The wellboat Ronja Star, contracted to Bakkafrost Scotland, plays a key role in freshwater treatments to keep lice levels in check.

Bakkafrost Scotland used hardly any lice bath medicine last year

Salmon farmer reduced amount of active pharmaceutical ingredients to 0.03 grams per tonne

Published

Salmon farmer Bakkafrost Scotland reduced the amount of active pharmaceutical ingredients (API) used in sea lice bath treatments to just 0.03 grams per tonne last year, compared to 0.39 g API in 2022, according to data in the Global Salmon Initiative’s 2023 Sustainability Report.

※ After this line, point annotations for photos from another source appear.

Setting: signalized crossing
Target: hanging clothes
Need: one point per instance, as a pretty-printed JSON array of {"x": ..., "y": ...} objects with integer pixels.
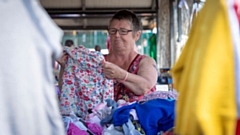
[
  {"x": 84, "y": 85},
  {"x": 204, "y": 76},
  {"x": 28, "y": 102}
]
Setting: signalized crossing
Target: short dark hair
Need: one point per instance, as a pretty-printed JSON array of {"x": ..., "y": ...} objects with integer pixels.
[
  {"x": 69, "y": 43},
  {"x": 130, "y": 16},
  {"x": 97, "y": 48}
]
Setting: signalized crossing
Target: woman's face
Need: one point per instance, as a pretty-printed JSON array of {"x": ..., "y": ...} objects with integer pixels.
[{"x": 123, "y": 42}]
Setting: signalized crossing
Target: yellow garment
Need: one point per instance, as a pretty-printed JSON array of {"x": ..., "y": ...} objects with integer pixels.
[{"x": 204, "y": 76}]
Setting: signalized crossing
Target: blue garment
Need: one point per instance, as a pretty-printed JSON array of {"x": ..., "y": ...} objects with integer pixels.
[
  {"x": 154, "y": 115},
  {"x": 121, "y": 115},
  {"x": 109, "y": 118}
]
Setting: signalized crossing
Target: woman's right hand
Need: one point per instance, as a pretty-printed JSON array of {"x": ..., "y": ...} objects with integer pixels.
[{"x": 62, "y": 60}]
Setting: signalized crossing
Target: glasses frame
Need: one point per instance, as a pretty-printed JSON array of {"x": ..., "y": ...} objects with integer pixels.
[{"x": 119, "y": 31}]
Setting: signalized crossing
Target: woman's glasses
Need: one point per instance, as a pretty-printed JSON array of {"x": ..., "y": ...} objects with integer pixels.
[{"x": 120, "y": 31}]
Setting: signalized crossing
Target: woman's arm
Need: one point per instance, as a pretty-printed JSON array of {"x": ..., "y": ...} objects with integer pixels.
[{"x": 139, "y": 83}]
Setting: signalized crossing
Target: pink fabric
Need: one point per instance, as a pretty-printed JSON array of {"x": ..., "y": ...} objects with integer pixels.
[
  {"x": 74, "y": 130},
  {"x": 84, "y": 85},
  {"x": 237, "y": 9},
  {"x": 96, "y": 129}
]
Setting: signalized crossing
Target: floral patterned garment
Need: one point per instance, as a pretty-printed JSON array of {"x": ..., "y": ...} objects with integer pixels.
[
  {"x": 84, "y": 85},
  {"x": 121, "y": 91}
]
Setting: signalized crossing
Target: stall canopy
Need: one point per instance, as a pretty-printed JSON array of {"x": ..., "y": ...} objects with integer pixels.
[{"x": 95, "y": 14}]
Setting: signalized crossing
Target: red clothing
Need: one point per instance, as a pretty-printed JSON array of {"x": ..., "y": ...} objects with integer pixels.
[{"x": 121, "y": 91}]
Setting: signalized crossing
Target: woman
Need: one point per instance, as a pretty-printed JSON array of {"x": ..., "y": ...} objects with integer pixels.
[{"x": 135, "y": 75}]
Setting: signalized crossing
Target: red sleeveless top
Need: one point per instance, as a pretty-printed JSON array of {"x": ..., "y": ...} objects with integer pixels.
[{"x": 121, "y": 91}]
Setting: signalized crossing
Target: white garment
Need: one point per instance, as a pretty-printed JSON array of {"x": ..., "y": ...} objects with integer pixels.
[{"x": 28, "y": 39}]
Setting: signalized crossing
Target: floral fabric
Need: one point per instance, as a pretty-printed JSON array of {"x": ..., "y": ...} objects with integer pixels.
[
  {"x": 84, "y": 85},
  {"x": 122, "y": 92}
]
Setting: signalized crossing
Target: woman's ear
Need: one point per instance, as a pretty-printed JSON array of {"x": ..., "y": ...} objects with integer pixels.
[{"x": 137, "y": 35}]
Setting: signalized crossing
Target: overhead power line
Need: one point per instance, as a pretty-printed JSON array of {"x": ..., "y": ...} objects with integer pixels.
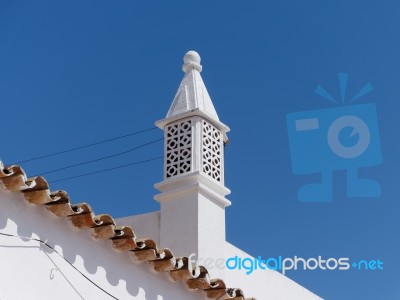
[
  {"x": 106, "y": 170},
  {"x": 101, "y": 158},
  {"x": 60, "y": 255},
  {"x": 85, "y": 146}
]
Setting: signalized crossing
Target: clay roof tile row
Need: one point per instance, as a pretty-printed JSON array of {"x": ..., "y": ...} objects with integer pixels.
[{"x": 36, "y": 191}]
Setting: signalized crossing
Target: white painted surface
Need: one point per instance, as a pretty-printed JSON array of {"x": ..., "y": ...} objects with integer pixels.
[
  {"x": 26, "y": 268},
  {"x": 192, "y": 92}
]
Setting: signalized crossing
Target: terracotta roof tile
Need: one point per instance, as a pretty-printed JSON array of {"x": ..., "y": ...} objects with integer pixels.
[{"x": 36, "y": 191}]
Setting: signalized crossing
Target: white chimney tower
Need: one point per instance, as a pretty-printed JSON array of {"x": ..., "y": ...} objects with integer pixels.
[{"x": 192, "y": 194}]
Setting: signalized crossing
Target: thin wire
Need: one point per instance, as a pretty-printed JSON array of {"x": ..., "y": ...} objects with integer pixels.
[
  {"x": 84, "y": 146},
  {"x": 105, "y": 170},
  {"x": 101, "y": 158},
  {"x": 59, "y": 254}
]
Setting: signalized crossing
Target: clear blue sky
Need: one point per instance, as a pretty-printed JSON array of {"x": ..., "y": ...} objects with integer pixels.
[{"x": 76, "y": 72}]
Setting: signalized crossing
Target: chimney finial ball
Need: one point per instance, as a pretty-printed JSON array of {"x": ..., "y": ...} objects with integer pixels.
[{"x": 191, "y": 61}]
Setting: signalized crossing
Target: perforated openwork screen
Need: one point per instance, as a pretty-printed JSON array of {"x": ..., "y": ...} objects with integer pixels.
[
  {"x": 211, "y": 151},
  {"x": 178, "y": 148}
]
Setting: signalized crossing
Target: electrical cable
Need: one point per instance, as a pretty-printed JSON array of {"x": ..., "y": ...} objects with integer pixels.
[
  {"x": 85, "y": 146},
  {"x": 99, "y": 159},
  {"x": 59, "y": 254},
  {"x": 105, "y": 170}
]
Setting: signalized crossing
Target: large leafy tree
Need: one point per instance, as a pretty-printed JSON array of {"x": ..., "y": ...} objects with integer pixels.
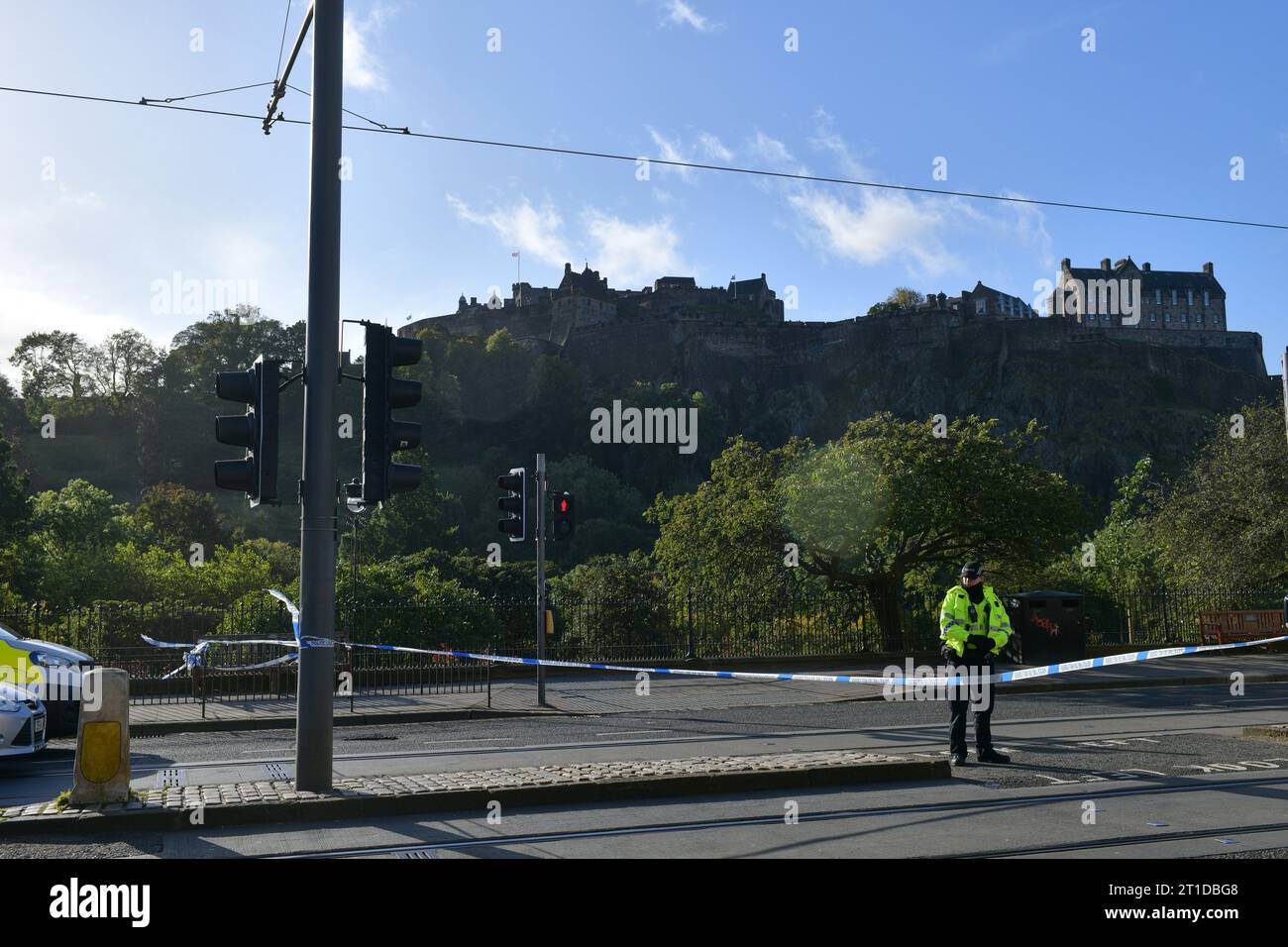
[
  {"x": 121, "y": 367},
  {"x": 54, "y": 365},
  {"x": 1225, "y": 521},
  {"x": 883, "y": 505},
  {"x": 890, "y": 499},
  {"x": 175, "y": 517},
  {"x": 14, "y": 509},
  {"x": 728, "y": 534}
]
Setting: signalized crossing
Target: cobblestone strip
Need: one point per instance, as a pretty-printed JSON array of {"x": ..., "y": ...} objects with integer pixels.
[{"x": 536, "y": 785}]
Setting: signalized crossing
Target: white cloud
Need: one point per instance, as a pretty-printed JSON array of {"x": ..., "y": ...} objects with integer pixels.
[
  {"x": 670, "y": 151},
  {"x": 773, "y": 155},
  {"x": 362, "y": 67},
  {"x": 679, "y": 13},
  {"x": 707, "y": 150},
  {"x": 712, "y": 149},
  {"x": 520, "y": 226},
  {"x": 879, "y": 228},
  {"x": 625, "y": 252},
  {"x": 631, "y": 254}
]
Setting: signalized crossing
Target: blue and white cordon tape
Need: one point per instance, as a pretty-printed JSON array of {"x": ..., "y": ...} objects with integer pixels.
[{"x": 194, "y": 659}]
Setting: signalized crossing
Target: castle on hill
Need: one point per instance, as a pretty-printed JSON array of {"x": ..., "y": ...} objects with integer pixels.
[{"x": 1120, "y": 296}]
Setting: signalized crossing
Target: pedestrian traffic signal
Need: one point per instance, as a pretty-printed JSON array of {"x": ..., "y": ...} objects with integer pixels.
[
  {"x": 561, "y": 515},
  {"x": 381, "y": 395},
  {"x": 256, "y": 474},
  {"x": 514, "y": 504}
]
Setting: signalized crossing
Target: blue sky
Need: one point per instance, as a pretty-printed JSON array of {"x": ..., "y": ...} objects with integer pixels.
[{"x": 103, "y": 201}]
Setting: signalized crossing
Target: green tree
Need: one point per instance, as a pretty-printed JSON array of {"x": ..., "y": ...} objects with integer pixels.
[
  {"x": 175, "y": 517},
  {"x": 1225, "y": 521},
  {"x": 728, "y": 534},
  {"x": 54, "y": 367},
  {"x": 14, "y": 509},
  {"x": 890, "y": 499},
  {"x": 121, "y": 367}
]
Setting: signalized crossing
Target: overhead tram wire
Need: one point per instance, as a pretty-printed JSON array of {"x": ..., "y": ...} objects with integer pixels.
[
  {"x": 380, "y": 125},
  {"x": 376, "y": 128},
  {"x": 201, "y": 94},
  {"x": 281, "y": 47}
]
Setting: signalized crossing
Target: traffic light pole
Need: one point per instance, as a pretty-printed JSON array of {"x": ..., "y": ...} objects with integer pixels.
[
  {"x": 321, "y": 377},
  {"x": 541, "y": 579}
]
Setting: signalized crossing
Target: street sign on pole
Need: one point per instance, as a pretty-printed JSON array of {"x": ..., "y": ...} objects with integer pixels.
[
  {"x": 321, "y": 377},
  {"x": 541, "y": 579},
  {"x": 1283, "y": 368}
]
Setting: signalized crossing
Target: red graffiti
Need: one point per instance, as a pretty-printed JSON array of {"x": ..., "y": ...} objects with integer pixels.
[{"x": 1051, "y": 628}]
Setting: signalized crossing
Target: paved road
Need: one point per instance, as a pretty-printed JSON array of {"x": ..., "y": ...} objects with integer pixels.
[{"x": 1163, "y": 768}]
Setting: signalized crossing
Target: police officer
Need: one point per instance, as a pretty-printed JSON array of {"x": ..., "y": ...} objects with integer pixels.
[{"x": 974, "y": 628}]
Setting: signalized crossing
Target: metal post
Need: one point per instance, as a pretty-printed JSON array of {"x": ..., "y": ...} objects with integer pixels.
[
  {"x": 541, "y": 579},
  {"x": 321, "y": 376}
]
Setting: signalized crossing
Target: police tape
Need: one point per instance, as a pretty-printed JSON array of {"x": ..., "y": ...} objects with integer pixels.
[
  {"x": 884, "y": 681},
  {"x": 194, "y": 654}
]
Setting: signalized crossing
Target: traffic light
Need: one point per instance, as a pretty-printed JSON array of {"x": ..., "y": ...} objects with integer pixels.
[
  {"x": 381, "y": 395},
  {"x": 256, "y": 474},
  {"x": 514, "y": 504},
  {"x": 561, "y": 515}
]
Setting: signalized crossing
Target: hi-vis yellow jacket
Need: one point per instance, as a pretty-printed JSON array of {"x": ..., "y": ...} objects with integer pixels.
[{"x": 958, "y": 620}]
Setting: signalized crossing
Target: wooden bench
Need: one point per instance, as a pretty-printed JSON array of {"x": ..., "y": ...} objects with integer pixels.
[{"x": 1228, "y": 628}]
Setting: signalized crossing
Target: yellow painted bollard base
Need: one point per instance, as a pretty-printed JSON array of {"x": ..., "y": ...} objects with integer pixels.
[
  {"x": 102, "y": 772},
  {"x": 101, "y": 750}
]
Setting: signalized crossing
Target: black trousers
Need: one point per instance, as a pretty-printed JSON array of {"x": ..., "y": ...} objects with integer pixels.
[{"x": 973, "y": 664}]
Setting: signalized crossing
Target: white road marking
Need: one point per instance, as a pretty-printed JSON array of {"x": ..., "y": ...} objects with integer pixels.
[{"x": 629, "y": 733}]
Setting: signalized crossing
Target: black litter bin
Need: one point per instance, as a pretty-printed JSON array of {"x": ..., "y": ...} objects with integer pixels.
[{"x": 1048, "y": 626}]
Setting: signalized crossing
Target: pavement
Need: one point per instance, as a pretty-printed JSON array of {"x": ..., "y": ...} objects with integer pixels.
[
  {"x": 605, "y": 693},
  {"x": 374, "y": 796}
]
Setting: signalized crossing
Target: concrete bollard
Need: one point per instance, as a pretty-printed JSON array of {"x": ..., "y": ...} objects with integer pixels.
[{"x": 102, "y": 771}]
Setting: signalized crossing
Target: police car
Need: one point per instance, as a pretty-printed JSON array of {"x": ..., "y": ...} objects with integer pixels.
[
  {"x": 50, "y": 673},
  {"x": 22, "y": 722}
]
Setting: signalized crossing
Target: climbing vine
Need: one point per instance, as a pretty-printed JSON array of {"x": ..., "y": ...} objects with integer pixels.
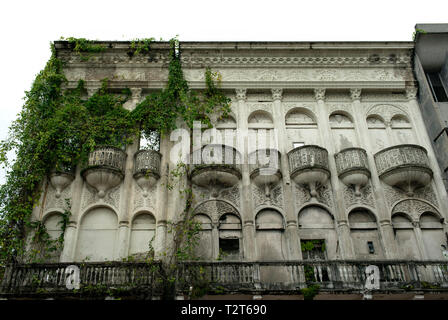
[{"x": 57, "y": 129}]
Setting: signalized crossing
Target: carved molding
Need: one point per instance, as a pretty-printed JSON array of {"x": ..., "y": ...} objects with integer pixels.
[
  {"x": 215, "y": 208},
  {"x": 277, "y": 94},
  {"x": 275, "y": 198}
]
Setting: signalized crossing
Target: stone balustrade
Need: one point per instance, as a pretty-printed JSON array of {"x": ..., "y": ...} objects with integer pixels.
[
  {"x": 401, "y": 156},
  {"x": 393, "y": 275},
  {"x": 307, "y": 157},
  {"x": 147, "y": 162},
  {"x": 215, "y": 164},
  {"x": 107, "y": 157},
  {"x": 404, "y": 166},
  {"x": 351, "y": 159}
]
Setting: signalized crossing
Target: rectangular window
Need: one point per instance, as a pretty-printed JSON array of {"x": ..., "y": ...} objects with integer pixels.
[
  {"x": 150, "y": 142},
  {"x": 438, "y": 91},
  {"x": 229, "y": 248},
  {"x": 297, "y": 144},
  {"x": 371, "y": 247}
]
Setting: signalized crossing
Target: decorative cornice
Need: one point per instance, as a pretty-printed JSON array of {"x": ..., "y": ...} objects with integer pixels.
[
  {"x": 319, "y": 94},
  {"x": 241, "y": 93},
  {"x": 277, "y": 94},
  {"x": 411, "y": 93},
  {"x": 355, "y": 94}
]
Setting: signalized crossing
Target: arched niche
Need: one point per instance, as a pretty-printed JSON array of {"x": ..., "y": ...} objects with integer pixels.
[
  {"x": 230, "y": 237},
  {"x": 343, "y": 131},
  {"x": 378, "y": 134},
  {"x": 270, "y": 237},
  {"x": 226, "y": 126},
  {"x": 53, "y": 224},
  {"x": 301, "y": 128},
  {"x": 433, "y": 235},
  {"x": 402, "y": 130},
  {"x": 261, "y": 133},
  {"x": 316, "y": 225},
  {"x": 143, "y": 230},
  {"x": 365, "y": 235},
  {"x": 405, "y": 237},
  {"x": 204, "y": 249},
  {"x": 97, "y": 235}
]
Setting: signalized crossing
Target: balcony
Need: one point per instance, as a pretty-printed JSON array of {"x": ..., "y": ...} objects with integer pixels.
[
  {"x": 404, "y": 166},
  {"x": 147, "y": 169},
  {"x": 105, "y": 168},
  {"x": 352, "y": 167},
  {"x": 309, "y": 166},
  {"x": 250, "y": 277},
  {"x": 264, "y": 168},
  {"x": 215, "y": 165}
]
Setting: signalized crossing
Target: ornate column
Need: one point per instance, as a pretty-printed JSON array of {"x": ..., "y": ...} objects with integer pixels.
[
  {"x": 386, "y": 231},
  {"x": 215, "y": 240},
  {"x": 345, "y": 247},
  {"x": 419, "y": 239},
  {"x": 292, "y": 235},
  {"x": 123, "y": 239},
  {"x": 425, "y": 141},
  {"x": 136, "y": 95},
  {"x": 126, "y": 198},
  {"x": 162, "y": 199},
  {"x": 70, "y": 234},
  {"x": 247, "y": 210}
]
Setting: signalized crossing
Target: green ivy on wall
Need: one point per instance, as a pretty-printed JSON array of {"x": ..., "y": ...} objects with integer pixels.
[{"x": 57, "y": 129}]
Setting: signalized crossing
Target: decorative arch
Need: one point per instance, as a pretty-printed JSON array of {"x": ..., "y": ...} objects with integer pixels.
[
  {"x": 260, "y": 117},
  {"x": 341, "y": 116},
  {"x": 414, "y": 208},
  {"x": 52, "y": 221},
  {"x": 97, "y": 234},
  {"x": 300, "y": 116},
  {"x": 143, "y": 229},
  {"x": 215, "y": 209},
  {"x": 386, "y": 111}
]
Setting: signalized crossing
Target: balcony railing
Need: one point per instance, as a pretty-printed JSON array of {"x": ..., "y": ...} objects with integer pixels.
[
  {"x": 288, "y": 276},
  {"x": 351, "y": 159},
  {"x": 147, "y": 161},
  {"x": 401, "y": 156},
  {"x": 308, "y": 157},
  {"x": 107, "y": 157}
]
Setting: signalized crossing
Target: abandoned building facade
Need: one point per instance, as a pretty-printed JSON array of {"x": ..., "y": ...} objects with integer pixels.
[{"x": 352, "y": 167}]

The amount of API given as in-feed treatments was 0.43 grams per tonne, 0.06 grams per tonne less than in 2022. As in 2022, Bakkafrost Scotland didn’t use hydrogen peroxide – another way to kill lice - at all.

Its non-medicinal methods of lice control are cleaner fish, freshwater treatments, anti-sea lice functional feed, thermal treatments, resistant ova, and mechanical treatments.

Sea lice counts were low throughout 2023, with the number of adult female lice per fish peaking at 0.33 in September. The sea lice limit in Scotland is two adult females for reporting and six adult females for intervention.

No antibiotics

For the third year running, Bakkafrost Scotland didn’t use antibiotics, and had no reported fish escapes.

The 12-month rolling mortality figure was 20.62%, lower than in 2022 (23.12%) and 2021 (21.71%) but significantly higher than 2020 (12.07%).

Bakkafrost Scotland, which sources its feed from parent company Bakkafrost Group’s Havsbrún feed subsidiary, had a fishmeal dependency ratio of 0.88 (2022: 1.43) and a fish oil dependency ratio of 0.51 (0.85).

Consistent metrics

Bakkafrost Scotland is the only Scottish member of the GSI, which also has seven members who farm exclusively in Chile – AquaChile, Australis Seafoods, Blumar, Salmones Camanchaca, Multi X, Salmones Austral, and Salmones Aysén – along with Tasmania farmer Huon, Norwegian company Nova Sea, and multinationals Cermaq (Norway, British Columbia, Chile) and Grieg Seafood (Norway, British Columbia, Newfoundland).

The GSI says its Sustainability Report is the only place where industry-wide sustainability is tracked against aligned and consistent metrics for companies in each of the key farming regions.

Since 2013, its members have achieved a 60% reduction in average medicinal sea lice treatments, a 75% reduction in average use of antibiotics, and continually improved efficiency in feed over more than 10 years. Almost two-thirds of GSI members’ average production is Aquaculture Stewardship Council (ASC) certified.